Russia’s retreat from a key Ukrainian city over the weekend elicited an outcry from an unlikely crowd — state-run media outlets that typically cast Moscow’s war in glowing terms.
A series of embarrassing military losses has presented a challenge for prominent hosts of Russian news and political talk shows struggling to find ways to paint Ukraine’s gains in a way that is still favorable to the Kremlin.
Frustration with the battlefield setbacks has long been expressed in social media blogs run by nationalist pundits and pro-Kremlin analysts, and the volume grew after Ukraine’s counteroffensive last month around Kharkiv in the northeast, but it is now spilling out on state TV broadcasts and in the pages of government-backed newspapers.
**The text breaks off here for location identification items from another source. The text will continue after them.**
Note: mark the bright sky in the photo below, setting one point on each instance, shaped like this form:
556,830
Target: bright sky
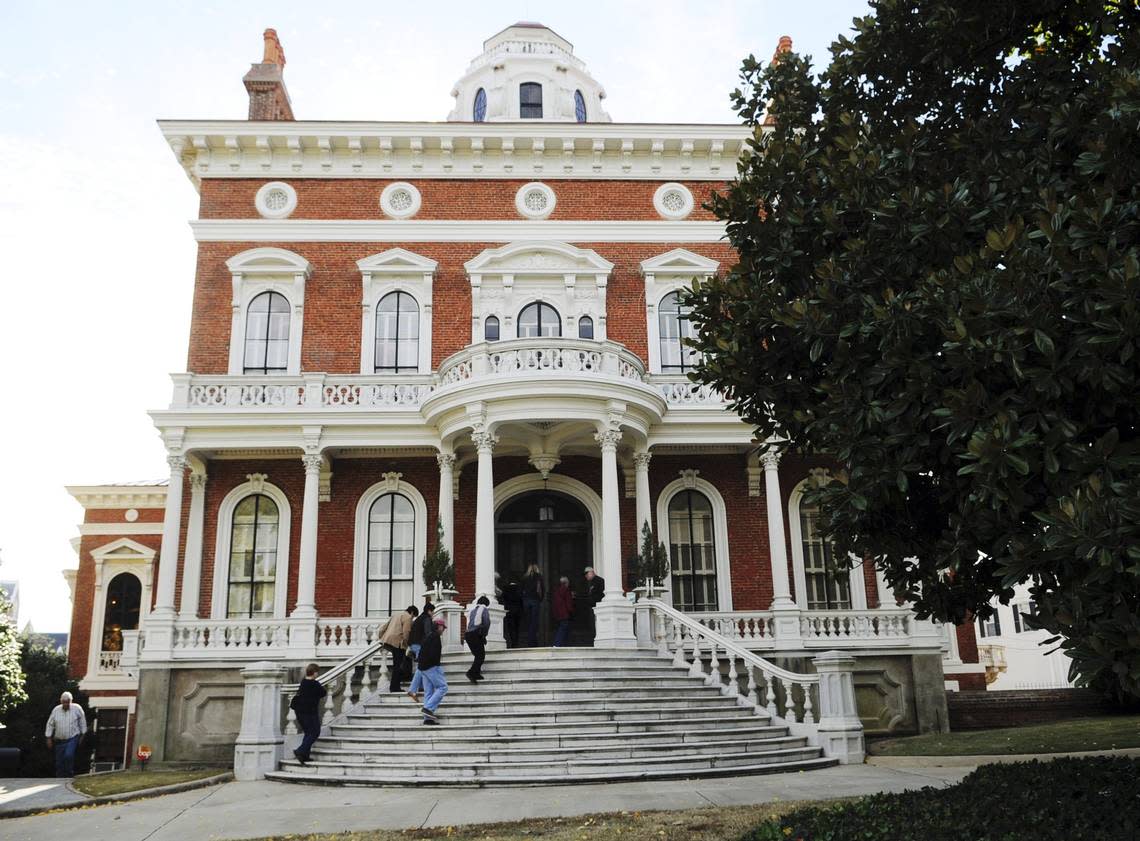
96,258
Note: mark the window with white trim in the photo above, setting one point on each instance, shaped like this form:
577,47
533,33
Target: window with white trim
390,582
267,325
692,552
251,587
397,334
673,328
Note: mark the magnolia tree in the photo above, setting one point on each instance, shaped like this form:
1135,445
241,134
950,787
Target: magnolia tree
939,286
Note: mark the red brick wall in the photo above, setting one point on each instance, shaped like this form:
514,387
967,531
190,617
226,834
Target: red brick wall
331,340
450,198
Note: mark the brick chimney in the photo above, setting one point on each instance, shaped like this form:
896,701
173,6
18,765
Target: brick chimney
266,83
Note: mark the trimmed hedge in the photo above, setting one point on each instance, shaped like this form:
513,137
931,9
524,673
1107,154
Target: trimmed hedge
1059,800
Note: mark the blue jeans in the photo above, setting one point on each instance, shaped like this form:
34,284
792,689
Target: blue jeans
530,613
417,678
562,633
310,725
65,757
434,686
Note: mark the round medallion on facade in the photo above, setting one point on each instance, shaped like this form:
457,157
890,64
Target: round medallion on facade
400,199
535,201
275,199
673,201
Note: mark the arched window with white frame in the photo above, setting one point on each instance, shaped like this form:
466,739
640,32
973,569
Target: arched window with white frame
824,581
397,334
539,319
252,585
391,535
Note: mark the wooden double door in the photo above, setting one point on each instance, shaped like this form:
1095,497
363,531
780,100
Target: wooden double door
552,531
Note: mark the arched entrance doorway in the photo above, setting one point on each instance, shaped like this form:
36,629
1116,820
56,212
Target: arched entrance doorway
553,531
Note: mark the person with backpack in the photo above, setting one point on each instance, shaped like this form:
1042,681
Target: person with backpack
479,625
431,655
421,628
306,703
395,635
563,609
532,594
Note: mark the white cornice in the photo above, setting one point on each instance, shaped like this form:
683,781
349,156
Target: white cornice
410,150
412,230
113,496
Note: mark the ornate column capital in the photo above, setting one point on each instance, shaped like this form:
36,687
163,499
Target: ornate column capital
771,459
608,440
483,441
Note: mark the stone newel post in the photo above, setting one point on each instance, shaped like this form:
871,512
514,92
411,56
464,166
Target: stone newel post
259,744
840,729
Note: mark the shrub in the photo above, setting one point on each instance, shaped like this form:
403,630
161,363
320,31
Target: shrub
1059,800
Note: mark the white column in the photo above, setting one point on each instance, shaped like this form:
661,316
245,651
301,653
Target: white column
485,514
778,544
615,614
446,462
192,564
307,570
641,490
171,533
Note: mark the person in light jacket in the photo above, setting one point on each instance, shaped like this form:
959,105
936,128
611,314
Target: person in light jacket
395,634
66,728
306,703
479,625
431,654
563,609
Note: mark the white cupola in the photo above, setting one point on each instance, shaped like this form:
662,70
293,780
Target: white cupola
528,72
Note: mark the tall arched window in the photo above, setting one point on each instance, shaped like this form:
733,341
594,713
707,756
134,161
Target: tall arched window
692,552
391,554
530,100
674,326
267,334
124,593
579,106
397,334
539,319
253,557
828,584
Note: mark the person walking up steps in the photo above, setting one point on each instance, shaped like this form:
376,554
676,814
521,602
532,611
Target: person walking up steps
532,594
421,628
431,653
479,625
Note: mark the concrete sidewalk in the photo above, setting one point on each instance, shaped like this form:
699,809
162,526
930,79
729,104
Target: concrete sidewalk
244,810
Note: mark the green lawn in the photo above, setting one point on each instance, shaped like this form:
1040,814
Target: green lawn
1081,734
98,785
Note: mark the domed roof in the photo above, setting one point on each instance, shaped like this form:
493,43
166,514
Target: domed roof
528,72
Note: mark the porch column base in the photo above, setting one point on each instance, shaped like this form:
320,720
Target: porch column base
613,621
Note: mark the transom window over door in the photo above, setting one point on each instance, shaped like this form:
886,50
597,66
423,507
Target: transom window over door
692,552
674,326
828,582
397,334
539,319
253,557
267,324
530,100
391,555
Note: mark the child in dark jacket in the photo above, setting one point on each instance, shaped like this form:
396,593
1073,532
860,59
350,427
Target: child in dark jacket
307,707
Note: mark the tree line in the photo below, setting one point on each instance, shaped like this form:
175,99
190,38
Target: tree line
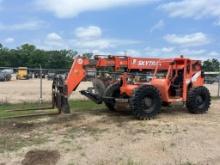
29,56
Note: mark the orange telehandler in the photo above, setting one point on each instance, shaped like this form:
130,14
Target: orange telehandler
145,84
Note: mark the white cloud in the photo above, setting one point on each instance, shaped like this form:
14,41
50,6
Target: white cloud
158,26
193,8
130,52
30,25
0,4
72,8
172,52
91,37
217,23
54,41
160,52
85,39
195,39
9,40
89,32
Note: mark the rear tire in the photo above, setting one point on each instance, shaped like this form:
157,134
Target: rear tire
146,102
198,100
112,90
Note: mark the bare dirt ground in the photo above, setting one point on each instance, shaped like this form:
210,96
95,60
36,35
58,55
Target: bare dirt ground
19,91
100,137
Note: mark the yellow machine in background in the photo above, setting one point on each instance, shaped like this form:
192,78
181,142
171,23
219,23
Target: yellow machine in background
22,73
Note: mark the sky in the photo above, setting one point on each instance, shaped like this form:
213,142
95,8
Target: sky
144,28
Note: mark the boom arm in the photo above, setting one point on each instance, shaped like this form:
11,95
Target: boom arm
76,74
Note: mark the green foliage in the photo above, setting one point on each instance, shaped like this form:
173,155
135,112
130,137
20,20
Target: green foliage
29,56
211,65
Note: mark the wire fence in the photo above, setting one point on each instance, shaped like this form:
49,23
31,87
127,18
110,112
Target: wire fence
38,87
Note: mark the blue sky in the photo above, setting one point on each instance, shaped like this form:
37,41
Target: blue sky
157,28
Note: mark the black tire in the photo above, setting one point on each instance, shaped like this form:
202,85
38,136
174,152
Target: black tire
166,104
112,90
198,100
99,86
146,95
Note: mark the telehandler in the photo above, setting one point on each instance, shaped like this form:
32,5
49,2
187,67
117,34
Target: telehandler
145,84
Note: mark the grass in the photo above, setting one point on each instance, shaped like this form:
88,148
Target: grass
75,106
15,142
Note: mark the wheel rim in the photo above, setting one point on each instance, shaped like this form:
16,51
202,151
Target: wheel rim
200,100
148,105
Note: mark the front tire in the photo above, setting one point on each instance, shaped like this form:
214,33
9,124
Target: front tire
146,102
112,90
198,100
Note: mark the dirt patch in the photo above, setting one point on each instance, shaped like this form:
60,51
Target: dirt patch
16,127
39,157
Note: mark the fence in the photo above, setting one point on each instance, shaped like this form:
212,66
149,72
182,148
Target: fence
38,88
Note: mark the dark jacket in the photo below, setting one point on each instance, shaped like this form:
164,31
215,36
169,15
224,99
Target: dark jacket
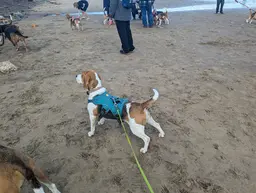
106,3
145,3
118,12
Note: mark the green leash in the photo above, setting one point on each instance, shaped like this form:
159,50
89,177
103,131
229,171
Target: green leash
134,155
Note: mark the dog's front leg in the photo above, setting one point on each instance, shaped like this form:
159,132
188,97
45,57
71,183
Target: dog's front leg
167,22
92,109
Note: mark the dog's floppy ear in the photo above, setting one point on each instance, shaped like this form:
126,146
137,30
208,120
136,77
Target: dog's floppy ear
89,80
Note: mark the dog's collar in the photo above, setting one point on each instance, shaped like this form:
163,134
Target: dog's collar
95,92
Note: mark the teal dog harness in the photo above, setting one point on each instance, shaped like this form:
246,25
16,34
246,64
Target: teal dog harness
108,104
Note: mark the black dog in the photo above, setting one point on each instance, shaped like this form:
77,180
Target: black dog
13,33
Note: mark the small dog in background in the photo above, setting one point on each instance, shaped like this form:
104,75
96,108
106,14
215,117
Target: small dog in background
15,167
13,33
252,16
74,22
107,19
160,17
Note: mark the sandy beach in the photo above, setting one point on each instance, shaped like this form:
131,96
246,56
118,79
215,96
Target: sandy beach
203,66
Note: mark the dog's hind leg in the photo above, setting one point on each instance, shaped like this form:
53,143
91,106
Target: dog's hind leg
91,107
167,22
152,122
139,131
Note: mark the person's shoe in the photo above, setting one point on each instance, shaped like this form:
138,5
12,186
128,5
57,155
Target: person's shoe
123,52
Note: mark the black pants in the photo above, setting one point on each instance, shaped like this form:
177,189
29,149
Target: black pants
220,2
125,34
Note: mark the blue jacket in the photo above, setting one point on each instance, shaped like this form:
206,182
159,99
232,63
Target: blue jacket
106,101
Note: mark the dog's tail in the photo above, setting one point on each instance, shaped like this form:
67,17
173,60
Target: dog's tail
149,102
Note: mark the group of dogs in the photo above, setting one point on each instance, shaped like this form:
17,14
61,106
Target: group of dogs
16,166
13,33
158,16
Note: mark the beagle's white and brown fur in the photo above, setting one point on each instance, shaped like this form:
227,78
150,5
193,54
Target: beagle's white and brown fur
134,113
15,167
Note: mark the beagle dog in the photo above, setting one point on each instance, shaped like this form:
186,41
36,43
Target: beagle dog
74,22
252,16
160,17
15,167
102,105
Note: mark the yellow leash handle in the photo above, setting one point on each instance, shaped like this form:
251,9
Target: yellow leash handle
134,155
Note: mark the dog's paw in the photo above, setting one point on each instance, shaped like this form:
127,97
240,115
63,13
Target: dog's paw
161,134
143,150
90,133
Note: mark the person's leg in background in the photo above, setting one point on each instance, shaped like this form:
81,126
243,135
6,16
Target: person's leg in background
144,16
122,31
221,6
218,6
150,15
129,35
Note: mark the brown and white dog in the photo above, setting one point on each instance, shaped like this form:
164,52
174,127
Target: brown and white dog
15,167
74,22
133,113
160,17
252,16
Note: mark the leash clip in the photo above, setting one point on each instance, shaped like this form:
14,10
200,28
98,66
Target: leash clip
114,101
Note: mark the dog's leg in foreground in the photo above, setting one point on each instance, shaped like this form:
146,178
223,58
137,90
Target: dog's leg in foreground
137,125
152,122
93,118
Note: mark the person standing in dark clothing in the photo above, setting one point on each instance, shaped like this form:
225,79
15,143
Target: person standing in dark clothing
106,5
122,18
220,4
147,15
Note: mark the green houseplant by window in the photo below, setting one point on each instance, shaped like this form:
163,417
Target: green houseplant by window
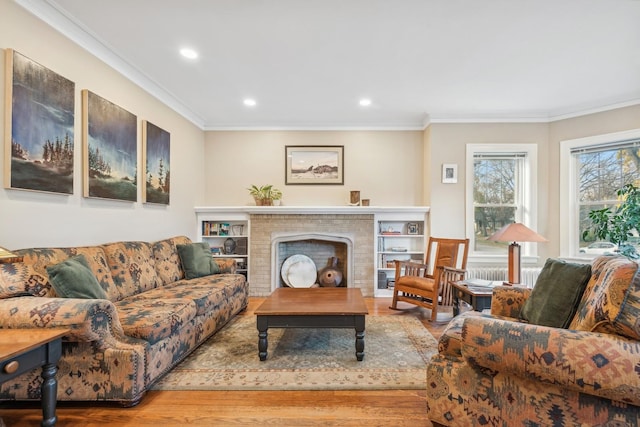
617,225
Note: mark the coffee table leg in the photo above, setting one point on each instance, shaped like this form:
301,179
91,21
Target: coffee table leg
360,338
263,344
49,391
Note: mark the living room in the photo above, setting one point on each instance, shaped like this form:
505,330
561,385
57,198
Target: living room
213,166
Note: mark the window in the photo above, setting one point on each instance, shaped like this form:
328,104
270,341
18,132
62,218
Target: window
593,169
500,179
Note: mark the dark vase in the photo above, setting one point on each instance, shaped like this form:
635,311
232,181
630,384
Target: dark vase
229,246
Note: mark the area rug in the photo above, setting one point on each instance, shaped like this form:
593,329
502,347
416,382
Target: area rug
396,351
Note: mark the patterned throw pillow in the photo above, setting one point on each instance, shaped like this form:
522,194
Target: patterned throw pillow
554,298
197,260
611,301
72,278
20,279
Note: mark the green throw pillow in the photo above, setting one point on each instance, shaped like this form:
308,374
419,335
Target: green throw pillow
555,297
72,278
196,259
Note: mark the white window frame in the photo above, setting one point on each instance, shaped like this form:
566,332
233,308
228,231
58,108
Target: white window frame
569,209
528,199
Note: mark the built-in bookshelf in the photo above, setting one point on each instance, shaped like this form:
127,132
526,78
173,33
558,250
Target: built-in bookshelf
400,236
228,237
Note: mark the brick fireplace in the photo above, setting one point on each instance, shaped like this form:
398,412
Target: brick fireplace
319,247
353,231
349,233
The less conciliatory tone from state-run media comes as Russian President Vladimir Putin faces widespread discontent about his partial mobilization of reservists and as government officials struggle to explain plans to annex Ukrainian regions at the same time they are being retaken by Kyiv’s forces.
“The Russian defeat in Kharkiv and Lyman, combined with the Kremlin’s failure to conduct partial mobilization effectively and fairly, are fundamentally changing the Russian information space,” Washington-based Institute for the Study of War said in a report.
After Ukraine recaptured Lyman, a city in the east that Russian troops had used as a key logistics and transport hub, Putin’s media allies dropped the niceties and more directly criticized his military, saying tougher measures were necessary for the sake of victory.
“What happened on Saturday, Lyman — it is a serious challenge for us,” said Vladimir Solovyov, host of a prime-time talk show on state TV channel Russia 1 and one of the Kremlin’s biggest cheerleaders.
“We need to pull it together, make unpopular, but necessary decisions and act,” he said.
A story about the Lyman retreat in Russia’s popular pro-Kremlin tabloid Komsomolskaya Pravda painted a bleak picture of the Russian military.
The story, published on Sunday, said that the Russian forces in Lyman were plagued by supply and manpower shortages, poor coordination and tactical mistakes orchestrated by military officials.
“It’s like it has always been,” said an unnamed soldier quoted in the story who was part of the group that retreated from Lyman to Kreminna, another strategically important city that is in the sights of the Ukrainian army. “There is effectively no communication between different units.”
Solovyov in his program on Sunday said that Moscow is “not dealing with Ukraine — we’re past that. We’re dealing with the entire NATO bloc, with the might of its military industrial complex.”